F.G.: Por um lado, estamos muito bem acostumados com as ferramentas de colaboração online. Por outro, utilizamos o programa Donut que nos permite organizar trocas informais entre nossos empregados.

swissinfo.ch: Seria Zurique o lugar ideal para fundar e desenvolver uma startup internacional?

F.G.: Digamos que os custos elevados são compensados pela imagem de neutralidade e a possibilidade de atrair talentos provindos de toda a Europa. Em nosso caso, não foi nem mesmo necessário buscar talentos fora da Europa e tentar obter os respectivos vistos de trabalho. No tocante ao capital de risco, eu diria que a disponibilidade de fundos é suficiente na Suíça, pelo menos para as fases iniciais das startups. No que diz respeito a nossa empresa, nossos principais investidores, Lakestar e Swisscom Ventures, tem sede na Suíça.
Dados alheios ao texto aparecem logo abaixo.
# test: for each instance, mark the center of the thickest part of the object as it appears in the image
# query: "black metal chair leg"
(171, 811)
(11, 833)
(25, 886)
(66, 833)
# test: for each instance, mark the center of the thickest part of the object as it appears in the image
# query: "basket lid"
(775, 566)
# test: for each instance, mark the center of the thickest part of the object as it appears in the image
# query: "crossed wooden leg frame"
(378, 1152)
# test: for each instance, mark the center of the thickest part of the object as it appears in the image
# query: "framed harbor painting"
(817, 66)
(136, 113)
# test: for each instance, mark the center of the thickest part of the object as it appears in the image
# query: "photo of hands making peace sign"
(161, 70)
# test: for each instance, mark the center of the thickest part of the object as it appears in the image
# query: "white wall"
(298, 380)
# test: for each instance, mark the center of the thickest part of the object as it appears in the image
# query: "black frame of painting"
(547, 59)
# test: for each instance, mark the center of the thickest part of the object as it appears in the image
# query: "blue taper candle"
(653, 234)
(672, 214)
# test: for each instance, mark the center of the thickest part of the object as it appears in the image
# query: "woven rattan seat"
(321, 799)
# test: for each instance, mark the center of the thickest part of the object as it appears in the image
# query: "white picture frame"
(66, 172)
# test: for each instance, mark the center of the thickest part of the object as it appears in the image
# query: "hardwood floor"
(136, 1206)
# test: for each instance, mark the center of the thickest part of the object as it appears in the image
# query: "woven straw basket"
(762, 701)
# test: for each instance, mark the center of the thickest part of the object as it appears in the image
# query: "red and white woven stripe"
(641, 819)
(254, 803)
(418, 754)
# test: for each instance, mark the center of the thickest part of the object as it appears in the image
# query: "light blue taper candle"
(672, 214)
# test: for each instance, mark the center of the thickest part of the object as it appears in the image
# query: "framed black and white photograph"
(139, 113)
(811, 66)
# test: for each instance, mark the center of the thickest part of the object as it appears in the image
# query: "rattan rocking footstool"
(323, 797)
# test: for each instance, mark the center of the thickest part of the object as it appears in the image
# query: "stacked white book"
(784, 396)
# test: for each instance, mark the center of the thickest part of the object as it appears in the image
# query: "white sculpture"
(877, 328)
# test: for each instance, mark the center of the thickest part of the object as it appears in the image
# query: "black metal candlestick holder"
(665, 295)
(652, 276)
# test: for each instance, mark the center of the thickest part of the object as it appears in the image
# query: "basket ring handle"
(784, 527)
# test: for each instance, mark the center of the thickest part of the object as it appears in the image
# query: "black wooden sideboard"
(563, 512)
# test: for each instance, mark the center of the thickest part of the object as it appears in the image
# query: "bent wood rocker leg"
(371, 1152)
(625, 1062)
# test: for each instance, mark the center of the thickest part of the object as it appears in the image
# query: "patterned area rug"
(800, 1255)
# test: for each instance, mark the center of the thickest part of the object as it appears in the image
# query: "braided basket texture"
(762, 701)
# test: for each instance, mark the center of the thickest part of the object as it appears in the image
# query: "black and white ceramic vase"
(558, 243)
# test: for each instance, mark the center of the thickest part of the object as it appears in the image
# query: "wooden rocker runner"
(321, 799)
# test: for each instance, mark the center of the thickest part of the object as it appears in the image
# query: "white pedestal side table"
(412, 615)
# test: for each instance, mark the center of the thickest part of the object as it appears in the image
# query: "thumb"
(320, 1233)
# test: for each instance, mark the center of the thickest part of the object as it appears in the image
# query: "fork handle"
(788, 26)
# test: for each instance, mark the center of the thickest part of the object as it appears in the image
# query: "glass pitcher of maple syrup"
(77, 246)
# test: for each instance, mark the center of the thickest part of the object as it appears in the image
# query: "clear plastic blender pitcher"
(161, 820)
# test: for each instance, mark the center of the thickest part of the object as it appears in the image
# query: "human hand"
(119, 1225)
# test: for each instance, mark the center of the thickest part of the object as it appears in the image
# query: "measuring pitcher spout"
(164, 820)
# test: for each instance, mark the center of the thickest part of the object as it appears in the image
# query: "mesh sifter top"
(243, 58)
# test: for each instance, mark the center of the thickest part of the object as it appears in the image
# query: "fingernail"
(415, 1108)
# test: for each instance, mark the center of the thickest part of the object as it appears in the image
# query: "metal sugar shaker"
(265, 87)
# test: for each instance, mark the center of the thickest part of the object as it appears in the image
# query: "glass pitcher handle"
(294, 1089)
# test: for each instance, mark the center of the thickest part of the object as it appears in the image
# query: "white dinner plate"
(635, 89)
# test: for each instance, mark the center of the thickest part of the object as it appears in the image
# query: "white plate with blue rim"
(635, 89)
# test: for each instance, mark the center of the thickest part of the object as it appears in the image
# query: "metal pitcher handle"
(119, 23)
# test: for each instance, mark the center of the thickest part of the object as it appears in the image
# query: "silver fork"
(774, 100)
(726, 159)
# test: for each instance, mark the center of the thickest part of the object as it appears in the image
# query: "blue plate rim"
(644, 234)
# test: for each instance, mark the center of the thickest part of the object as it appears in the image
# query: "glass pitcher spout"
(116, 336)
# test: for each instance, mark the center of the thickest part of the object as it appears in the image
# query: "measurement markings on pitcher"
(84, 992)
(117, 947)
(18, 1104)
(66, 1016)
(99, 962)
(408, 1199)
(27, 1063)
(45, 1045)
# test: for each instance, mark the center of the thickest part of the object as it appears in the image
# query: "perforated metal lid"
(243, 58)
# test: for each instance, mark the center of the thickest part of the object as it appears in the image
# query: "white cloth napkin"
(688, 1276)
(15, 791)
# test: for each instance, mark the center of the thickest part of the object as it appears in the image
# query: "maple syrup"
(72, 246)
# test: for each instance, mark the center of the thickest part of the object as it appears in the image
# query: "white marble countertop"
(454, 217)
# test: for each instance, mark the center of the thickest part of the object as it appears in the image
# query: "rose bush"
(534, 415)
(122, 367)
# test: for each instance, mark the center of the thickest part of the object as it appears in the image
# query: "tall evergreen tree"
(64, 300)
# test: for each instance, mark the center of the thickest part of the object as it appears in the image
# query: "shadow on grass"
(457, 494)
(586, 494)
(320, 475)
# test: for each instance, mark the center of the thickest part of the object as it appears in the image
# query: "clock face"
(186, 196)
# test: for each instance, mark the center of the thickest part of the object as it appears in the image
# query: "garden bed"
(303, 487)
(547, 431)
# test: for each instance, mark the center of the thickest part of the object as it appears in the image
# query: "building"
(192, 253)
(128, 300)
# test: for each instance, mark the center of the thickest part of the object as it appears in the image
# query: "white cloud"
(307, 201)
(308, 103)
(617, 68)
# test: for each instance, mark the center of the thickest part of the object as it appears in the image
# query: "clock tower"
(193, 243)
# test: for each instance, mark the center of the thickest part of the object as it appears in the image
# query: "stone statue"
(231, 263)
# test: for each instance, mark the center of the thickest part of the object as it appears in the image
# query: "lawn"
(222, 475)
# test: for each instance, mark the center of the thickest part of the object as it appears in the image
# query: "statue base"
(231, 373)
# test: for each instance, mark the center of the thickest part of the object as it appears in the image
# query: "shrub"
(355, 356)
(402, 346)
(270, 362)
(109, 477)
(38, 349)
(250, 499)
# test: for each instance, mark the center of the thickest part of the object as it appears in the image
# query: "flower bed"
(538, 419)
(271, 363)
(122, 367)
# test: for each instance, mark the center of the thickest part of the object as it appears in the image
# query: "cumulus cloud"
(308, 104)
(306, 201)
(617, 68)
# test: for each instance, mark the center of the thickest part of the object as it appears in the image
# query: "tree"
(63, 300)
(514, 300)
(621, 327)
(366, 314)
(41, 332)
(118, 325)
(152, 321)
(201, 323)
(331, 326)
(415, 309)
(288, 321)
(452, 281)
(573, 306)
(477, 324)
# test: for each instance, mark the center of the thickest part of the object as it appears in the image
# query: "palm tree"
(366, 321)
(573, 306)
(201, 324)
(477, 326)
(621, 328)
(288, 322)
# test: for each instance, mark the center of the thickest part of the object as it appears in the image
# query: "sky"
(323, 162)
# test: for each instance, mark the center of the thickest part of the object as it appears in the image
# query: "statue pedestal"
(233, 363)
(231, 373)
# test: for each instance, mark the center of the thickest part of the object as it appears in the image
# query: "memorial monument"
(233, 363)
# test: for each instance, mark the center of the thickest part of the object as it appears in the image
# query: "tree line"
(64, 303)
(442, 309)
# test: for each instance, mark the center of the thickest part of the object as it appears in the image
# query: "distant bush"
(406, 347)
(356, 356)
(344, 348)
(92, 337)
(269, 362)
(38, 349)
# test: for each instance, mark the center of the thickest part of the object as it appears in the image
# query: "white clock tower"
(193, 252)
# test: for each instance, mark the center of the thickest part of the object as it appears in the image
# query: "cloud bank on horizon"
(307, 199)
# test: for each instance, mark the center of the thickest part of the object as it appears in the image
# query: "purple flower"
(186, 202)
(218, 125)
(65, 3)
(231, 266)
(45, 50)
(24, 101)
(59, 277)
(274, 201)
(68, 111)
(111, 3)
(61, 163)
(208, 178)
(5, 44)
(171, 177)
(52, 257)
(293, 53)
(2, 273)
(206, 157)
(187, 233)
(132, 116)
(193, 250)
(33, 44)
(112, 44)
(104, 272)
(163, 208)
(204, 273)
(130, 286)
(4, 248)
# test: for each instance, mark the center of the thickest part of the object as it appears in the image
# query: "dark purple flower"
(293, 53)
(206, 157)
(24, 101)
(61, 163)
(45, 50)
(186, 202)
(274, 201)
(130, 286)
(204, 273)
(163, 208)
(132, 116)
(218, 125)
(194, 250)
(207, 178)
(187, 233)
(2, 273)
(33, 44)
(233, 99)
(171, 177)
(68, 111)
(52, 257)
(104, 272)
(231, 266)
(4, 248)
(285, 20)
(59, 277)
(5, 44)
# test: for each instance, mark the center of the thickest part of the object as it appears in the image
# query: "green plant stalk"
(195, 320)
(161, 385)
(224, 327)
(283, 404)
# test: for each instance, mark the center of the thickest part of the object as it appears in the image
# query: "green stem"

swissinfo.ch: Qual seria o cenário ideal para os próximos dez anos da Avrios?

F.G.: Temos a ambição de nos tornarmos um ator líder na Europa. Para tanto, gostaríamos de cobrir não apenas novos países europeus, mas também oferecer serviços suplementares, por exemplo, transações a partir de nossa plataforma digital. Mais geralmente, visamos nos tornar um parceiro incontornável na digitalização do conjunto de processos necessários à gestão de frotas. Por enquanto, nosso crescimento operacional absorve toda nossa energia. Contudo, quando chegar o momento, e em função das oportunidades, nós consideraremos se a abertura do capital na bolsa de valores ou a venda a um grande grupo são oportunidades atraentes. No momento, é importante mantermos nossas opções abertas.